Amiwero, who is also the founder of the National Council of Managing Directors of Licensed Customs Agents, said there was a need for a total reorganisation and reform of Customs.

Also speaking, the Acting National President of the Association of Nigerian Licensed Customs Agents, Mr Kayode Farinto, said, “The project is just to defraud the Federal Government. Firstly, how can you bring in Chinese to come and supervise our Customs when we have indigenous software companies that can handle that? Secondly, everything was shrouded in secrecy and Nigerians do not even know the Memorandum of Understanding signed for the contract. So we have made recommendations to the new president that the project should be cancelled, it is a fraud, it is a way of settling the boys, it was done at the twilight of Buhari’s administration and we have advised Mr President that it should be cancelled,” he added.

Manpower development

Adeniyi is expected to drive an aggressive manpower development agenda for officers and men as the Service fully embraces a paperless operation that reduces human contact from the stage of entry lodgement and declaration through cargo examination and final exit.

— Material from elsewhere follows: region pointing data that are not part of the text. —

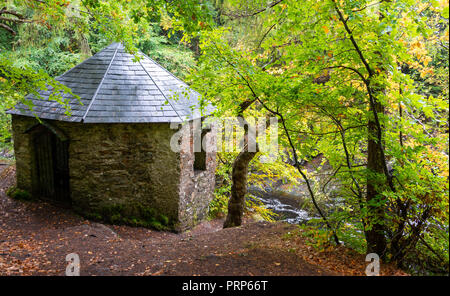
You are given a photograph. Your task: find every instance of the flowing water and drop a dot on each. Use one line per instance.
(287, 207)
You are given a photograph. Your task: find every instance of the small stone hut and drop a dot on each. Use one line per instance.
(111, 158)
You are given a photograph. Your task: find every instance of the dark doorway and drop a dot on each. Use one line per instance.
(52, 166)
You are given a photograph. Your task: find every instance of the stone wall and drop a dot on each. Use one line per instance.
(118, 172)
(196, 187)
(125, 172)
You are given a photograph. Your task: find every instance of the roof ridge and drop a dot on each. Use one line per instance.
(160, 90)
(100, 84)
(68, 71)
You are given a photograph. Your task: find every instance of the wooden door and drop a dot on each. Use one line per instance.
(52, 166)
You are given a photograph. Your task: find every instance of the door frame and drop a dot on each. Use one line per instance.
(34, 131)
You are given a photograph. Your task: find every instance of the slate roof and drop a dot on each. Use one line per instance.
(115, 89)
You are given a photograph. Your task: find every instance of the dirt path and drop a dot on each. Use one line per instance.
(35, 238)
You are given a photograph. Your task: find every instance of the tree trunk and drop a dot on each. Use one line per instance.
(375, 235)
(238, 189)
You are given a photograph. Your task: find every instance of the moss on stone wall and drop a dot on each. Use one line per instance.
(133, 215)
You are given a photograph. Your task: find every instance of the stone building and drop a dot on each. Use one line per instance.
(111, 159)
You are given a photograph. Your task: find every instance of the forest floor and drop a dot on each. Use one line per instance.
(35, 238)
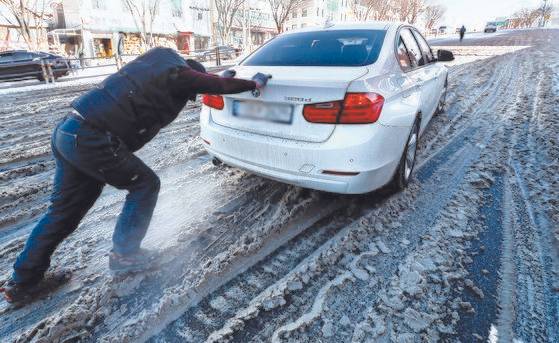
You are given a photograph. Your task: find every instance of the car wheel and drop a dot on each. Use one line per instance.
(407, 162)
(441, 107)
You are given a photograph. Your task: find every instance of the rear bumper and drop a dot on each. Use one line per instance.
(373, 151)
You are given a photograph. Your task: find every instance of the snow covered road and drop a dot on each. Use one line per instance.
(469, 252)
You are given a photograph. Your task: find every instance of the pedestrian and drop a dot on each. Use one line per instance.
(94, 146)
(462, 32)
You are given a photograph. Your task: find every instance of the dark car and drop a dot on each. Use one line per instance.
(225, 53)
(22, 64)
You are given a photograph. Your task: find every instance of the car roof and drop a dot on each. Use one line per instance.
(11, 51)
(368, 25)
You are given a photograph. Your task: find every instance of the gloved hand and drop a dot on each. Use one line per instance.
(261, 80)
(229, 73)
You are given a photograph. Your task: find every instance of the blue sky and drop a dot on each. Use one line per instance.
(475, 13)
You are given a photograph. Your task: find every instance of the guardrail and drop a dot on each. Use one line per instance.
(49, 70)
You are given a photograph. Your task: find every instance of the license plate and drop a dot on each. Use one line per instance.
(277, 113)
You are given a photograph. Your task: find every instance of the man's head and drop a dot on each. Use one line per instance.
(195, 65)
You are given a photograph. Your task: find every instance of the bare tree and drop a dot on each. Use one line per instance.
(226, 12)
(281, 9)
(410, 10)
(432, 15)
(29, 17)
(372, 9)
(545, 11)
(144, 13)
(527, 17)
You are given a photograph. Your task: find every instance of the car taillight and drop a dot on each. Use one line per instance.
(213, 101)
(357, 108)
(326, 112)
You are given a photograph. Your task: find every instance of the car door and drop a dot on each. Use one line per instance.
(6, 69)
(417, 74)
(432, 76)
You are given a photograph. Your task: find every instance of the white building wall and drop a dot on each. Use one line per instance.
(318, 12)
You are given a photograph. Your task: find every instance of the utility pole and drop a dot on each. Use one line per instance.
(544, 11)
(212, 23)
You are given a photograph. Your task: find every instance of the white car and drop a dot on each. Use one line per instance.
(342, 113)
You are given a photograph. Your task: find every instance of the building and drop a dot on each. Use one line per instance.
(318, 12)
(252, 25)
(10, 38)
(101, 28)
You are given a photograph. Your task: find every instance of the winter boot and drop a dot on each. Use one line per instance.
(15, 293)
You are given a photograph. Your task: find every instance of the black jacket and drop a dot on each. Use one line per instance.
(147, 94)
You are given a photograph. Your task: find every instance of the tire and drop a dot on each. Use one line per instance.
(441, 107)
(404, 171)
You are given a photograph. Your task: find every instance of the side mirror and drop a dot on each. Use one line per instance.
(445, 56)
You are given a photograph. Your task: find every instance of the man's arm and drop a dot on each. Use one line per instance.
(190, 81)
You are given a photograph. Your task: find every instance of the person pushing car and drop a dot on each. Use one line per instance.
(94, 146)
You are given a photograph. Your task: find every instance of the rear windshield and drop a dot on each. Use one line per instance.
(336, 48)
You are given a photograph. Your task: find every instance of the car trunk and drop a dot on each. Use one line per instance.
(278, 110)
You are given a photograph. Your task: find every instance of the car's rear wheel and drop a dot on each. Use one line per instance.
(407, 162)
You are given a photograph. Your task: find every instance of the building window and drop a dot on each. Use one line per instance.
(176, 8)
(98, 4)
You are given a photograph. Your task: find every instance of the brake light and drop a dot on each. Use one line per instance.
(357, 108)
(213, 101)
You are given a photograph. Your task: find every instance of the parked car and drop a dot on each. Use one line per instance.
(22, 64)
(490, 27)
(343, 111)
(225, 52)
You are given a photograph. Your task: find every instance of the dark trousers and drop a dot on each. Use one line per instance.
(86, 160)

This will achieve seamless trade facilitation, increase port efficiency, raise revenue and reduce incidents of corruption.

Proper seizure management

The e-auction initiative of Hameed Ali has been described by stakeholders as a monumental failure because many Nigerians did not understand the cumbersome bidding procedure and general operational template.

Many alleged that the entire initiative was far from transparent as it has been a platform used by the Customs management to share seized items among their cronies.

It was gathered that the auction, which is supposed to be a regular exercise, was last carried out years ago with many Nigerians completely oblivious of it.

At the unveiling in 2017, the former CGC said the e-auction initiative was part of efforts by the Service to eliminate the sharp practices that had characterised the manual auction system, grow its revenue generation capacity, as well as provide equal opportunities to all Nigerians in the seamless disposal of seized/condemned and overtime/abandoned cargoes.

Officers of the service are excluded from participating in the electronic auction, while owners of the seized item are excluded from bidding for them.

There is also the issue of overlapping functions among the enforcement wing of the Service.

There is the Federal Operations Unit (FOU) Strike force and task force. There is also Customs police and border drill, all doing practically the same thing.

The new CGC is expected to deploy Comptrollers to head areas and special units, not making them redundant for Deputy Controllers to lead such functions.

The port community insists that trade facilitation should tower above the desperation for revenue in readiness for the full  implementation of the African Continental Free Trade Agreement (AfCFTA).

Engagement with OPS

The CGC is expected to deepen regular meetings with the import community, the organised private sector (OPS) and the entire commerce ecosystem to collaboratively tackle the lingering issue of cross-border smuggling and national security.

Experts say it is time to close the gulf between Customs and the business community in the last eight years. This led to dissenting views about some fiscal policy issues like Vehicle Identification Number valuation for imported used automobiles and other matters.